What does it mean to integrate technology in the classroom?
Ask 100 teachers this question and you will likely get 100 unique responses.
In his book, The Anti-Education Era, James Paul Gee (2013) cautions: “Our world is now so complex, our technology and science so powerful, and our problems so global and interconnected that we have to come to the limits of individual human intelligence and individual expertise” (p. 171). He suggests that students need to be geared toward solving hard problems, rather than memorizing a list of facts. The importance of collaboration and communication in the classroom are key to growing the innovative minds of tomorrow.
According to Mishra and Koehler (2009), the thoughtful integration of technological knowledge, content knowledge and pedagogical knowledge create powerful learning environments. While it is standard for teachers to marry the content to the pedagogy, it is the juxtaposition of these three ideas that has stumped teachers across the country.

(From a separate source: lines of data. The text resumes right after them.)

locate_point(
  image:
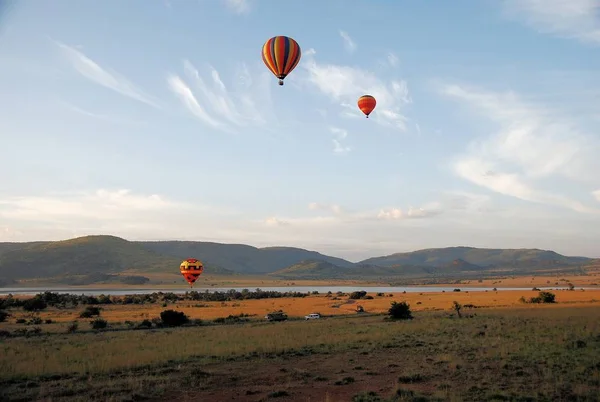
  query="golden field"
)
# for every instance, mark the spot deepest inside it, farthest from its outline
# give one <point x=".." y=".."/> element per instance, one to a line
<point x="521" y="352"/>
<point x="328" y="306"/>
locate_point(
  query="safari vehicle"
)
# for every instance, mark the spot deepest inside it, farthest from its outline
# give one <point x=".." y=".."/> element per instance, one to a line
<point x="276" y="316"/>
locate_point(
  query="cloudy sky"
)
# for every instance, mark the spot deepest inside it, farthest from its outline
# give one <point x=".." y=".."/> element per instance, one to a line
<point x="157" y="120"/>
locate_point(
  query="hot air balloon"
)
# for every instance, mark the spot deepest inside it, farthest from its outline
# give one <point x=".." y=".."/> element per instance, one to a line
<point x="191" y="269"/>
<point x="366" y="104"/>
<point x="281" y="54"/>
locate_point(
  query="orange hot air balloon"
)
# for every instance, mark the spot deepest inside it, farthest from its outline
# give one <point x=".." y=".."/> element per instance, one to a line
<point x="281" y="54"/>
<point x="366" y="104"/>
<point x="191" y="269"/>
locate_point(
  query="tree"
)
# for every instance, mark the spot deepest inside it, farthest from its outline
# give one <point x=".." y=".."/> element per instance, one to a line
<point x="400" y="311"/>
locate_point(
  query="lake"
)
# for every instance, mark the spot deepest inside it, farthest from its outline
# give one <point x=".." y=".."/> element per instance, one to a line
<point x="303" y="289"/>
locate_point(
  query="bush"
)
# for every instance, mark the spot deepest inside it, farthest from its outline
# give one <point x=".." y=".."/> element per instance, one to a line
<point x="543" y="297"/>
<point x="89" y="312"/>
<point x="145" y="324"/>
<point x="98" y="323"/>
<point x="357" y="295"/>
<point x="370" y="396"/>
<point x="172" y="318"/>
<point x="34" y="304"/>
<point x="400" y="311"/>
<point x="72" y="327"/>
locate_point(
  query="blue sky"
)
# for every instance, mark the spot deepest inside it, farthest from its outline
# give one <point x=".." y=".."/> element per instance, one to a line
<point x="158" y="120"/>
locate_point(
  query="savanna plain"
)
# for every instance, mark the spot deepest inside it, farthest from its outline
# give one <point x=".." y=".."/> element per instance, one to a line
<point x="488" y="346"/>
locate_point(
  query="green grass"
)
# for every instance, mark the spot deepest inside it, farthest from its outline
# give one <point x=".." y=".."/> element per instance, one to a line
<point x="540" y="353"/>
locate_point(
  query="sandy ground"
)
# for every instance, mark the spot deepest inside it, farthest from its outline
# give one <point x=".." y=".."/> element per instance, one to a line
<point x="299" y="307"/>
<point x="175" y="281"/>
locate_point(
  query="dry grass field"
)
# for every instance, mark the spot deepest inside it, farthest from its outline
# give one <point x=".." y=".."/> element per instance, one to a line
<point x="502" y="350"/>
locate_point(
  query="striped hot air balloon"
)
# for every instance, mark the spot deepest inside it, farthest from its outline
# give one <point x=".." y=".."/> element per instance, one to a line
<point x="281" y="54"/>
<point x="191" y="269"/>
<point x="366" y="104"/>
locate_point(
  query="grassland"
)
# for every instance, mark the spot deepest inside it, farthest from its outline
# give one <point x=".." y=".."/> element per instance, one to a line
<point x="501" y="350"/>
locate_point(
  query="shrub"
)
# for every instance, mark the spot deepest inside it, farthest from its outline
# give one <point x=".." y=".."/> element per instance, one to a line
<point x="72" y="327"/>
<point x="357" y="295"/>
<point x="35" y="321"/>
<point x="89" y="312"/>
<point x="543" y="297"/>
<point x="547" y="297"/>
<point x="370" y="396"/>
<point x="98" y="323"/>
<point x="145" y="324"/>
<point x="172" y="318"/>
<point x="34" y="304"/>
<point x="400" y="311"/>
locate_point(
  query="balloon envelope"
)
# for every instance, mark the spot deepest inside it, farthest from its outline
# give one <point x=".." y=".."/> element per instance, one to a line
<point x="281" y="54"/>
<point x="191" y="269"/>
<point x="366" y="104"/>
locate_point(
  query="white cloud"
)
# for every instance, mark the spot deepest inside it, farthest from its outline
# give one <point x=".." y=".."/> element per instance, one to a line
<point x="238" y="6"/>
<point x="425" y="211"/>
<point x="119" y="212"/>
<point x="340" y="134"/>
<point x="334" y="208"/>
<point x="103" y="117"/>
<point x="112" y="80"/>
<point x="216" y="105"/>
<point x="345" y="84"/>
<point x="273" y="221"/>
<point x="532" y="144"/>
<point x="348" y="42"/>
<point x="576" y="19"/>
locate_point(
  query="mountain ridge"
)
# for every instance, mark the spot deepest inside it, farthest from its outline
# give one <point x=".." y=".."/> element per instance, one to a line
<point x="92" y="258"/>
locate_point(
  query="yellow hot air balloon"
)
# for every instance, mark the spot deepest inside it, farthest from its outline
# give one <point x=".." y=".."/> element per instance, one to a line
<point x="191" y="269"/>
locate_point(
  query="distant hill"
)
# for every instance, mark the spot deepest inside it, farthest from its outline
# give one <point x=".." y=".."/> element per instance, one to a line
<point x="110" y="259"/>
<point x="313" y="269"/>
<point x="482" y="257"/>
<point x="84" y="260"/>
<point x="239" y="257"/>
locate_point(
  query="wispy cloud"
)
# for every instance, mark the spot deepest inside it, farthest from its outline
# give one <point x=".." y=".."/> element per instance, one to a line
<point x="334" y="208"/>
<point x="112" y="80"/>
<point x="238" y="6"/>
<point x="343" y="83"/>
<point x="425" y="211"/>
<point x="532" y="144"/>
<point x="392" y="59"/>
<point x="214" y="104"/>
<point x="108" y="211"/>
<point x="339" y="134"/>
<point x="578" y="19"/>
<point x="99" y="116"/>
<point x="273" y="221"/>
<point x="349" y="44"/>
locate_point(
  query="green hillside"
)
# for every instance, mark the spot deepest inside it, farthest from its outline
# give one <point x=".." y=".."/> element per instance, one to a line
<point x="84" y="260"/>
<point x="104" y="259"/>
<point x="239" y="257"/>
<point x="313" y="269"/>
<point x="487" y="258"/>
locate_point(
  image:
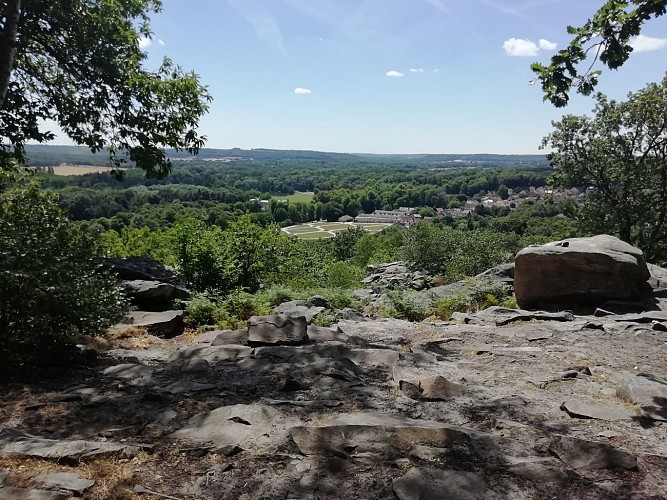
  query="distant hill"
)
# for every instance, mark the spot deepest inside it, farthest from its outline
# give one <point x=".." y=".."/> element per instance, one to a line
<point x="46" y="155"/>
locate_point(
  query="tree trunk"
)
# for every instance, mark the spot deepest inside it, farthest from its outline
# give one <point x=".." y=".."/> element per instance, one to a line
<point x="7" y="43"/>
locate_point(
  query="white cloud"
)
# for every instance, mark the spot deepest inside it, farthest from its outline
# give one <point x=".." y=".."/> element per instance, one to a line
<point x="547" y="45"/>
<point x="518" y="47"/>
<point x="144" y="42"/>
<point x="643" y="43"/>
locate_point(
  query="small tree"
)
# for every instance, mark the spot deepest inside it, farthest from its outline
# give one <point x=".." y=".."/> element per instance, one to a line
<point x="622" y="153"/>
<point x="51" y="284"/>
<point x="80" y="64"/>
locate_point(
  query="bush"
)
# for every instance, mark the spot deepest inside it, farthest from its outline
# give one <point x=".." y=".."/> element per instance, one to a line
<point x="52" y="287"/>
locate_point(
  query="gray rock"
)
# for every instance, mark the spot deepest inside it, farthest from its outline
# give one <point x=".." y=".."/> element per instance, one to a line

Teachers are consistently awarded grants for technology like iPads and laptops, but are rarely trained in integrating technology effectively. The result being the digitizing of traditional practices, and the frustration of technology glitches and failures.
With my first year of teaching fast approaching, I sought out my future colleagues to gain insight into the tech-usage at my school. More specifically, I surveyed the other math teachers in my building, who teach college-prep, math lab, and honors courses. The school is located in the Metropolitan Detroit area in Michigan, and it services approximately 810 students across three grade levels (6-8).
My goal was to better understand what technology was being used, and I hoped to get the teacher-take on technology integration and professional development needs.
I created a short survey using Survey Monkey, and hoped to gain insight into two essential questions:
- What technologies are currently being used?
- What is the comfort level of my colleagues with respect to technology usage and integration?
I received responses from 6/8 teachers, or 75% of the math department (including myself). While the sample size is small, it gave me valuable information to draw from in my analysis. Additionally, I met with three of the other teachers in my department, who have all been teaching for 10 years, and gathered additional verbal feedback on the questions I was asking.
While this survey isn’t comprehensive of the technology integration building-wide, it paints a picture into the affordances of technology in the math classroom. With the knowledge gained through this process, I believe that directed, deliberate professional development can be created. As Gee points out, we’ve reached the limits of our own expertise. It is time to plug in, utilize the tools we have, and create technologically-sound, engaging learning environments.
Gee, J. (2013). The Anti-Education ERA: Creating Smarter Students Through Digital Learning (First Ed.). New York, NY: Palgrave MacMillan.
Mishra, P. & Koehler. M. J. (2009). Too cool for school? No way! Using the TPACK framework: You can have your hot tools and teach with them, too. Learning & Leading with Technology, 36(7), 14-18.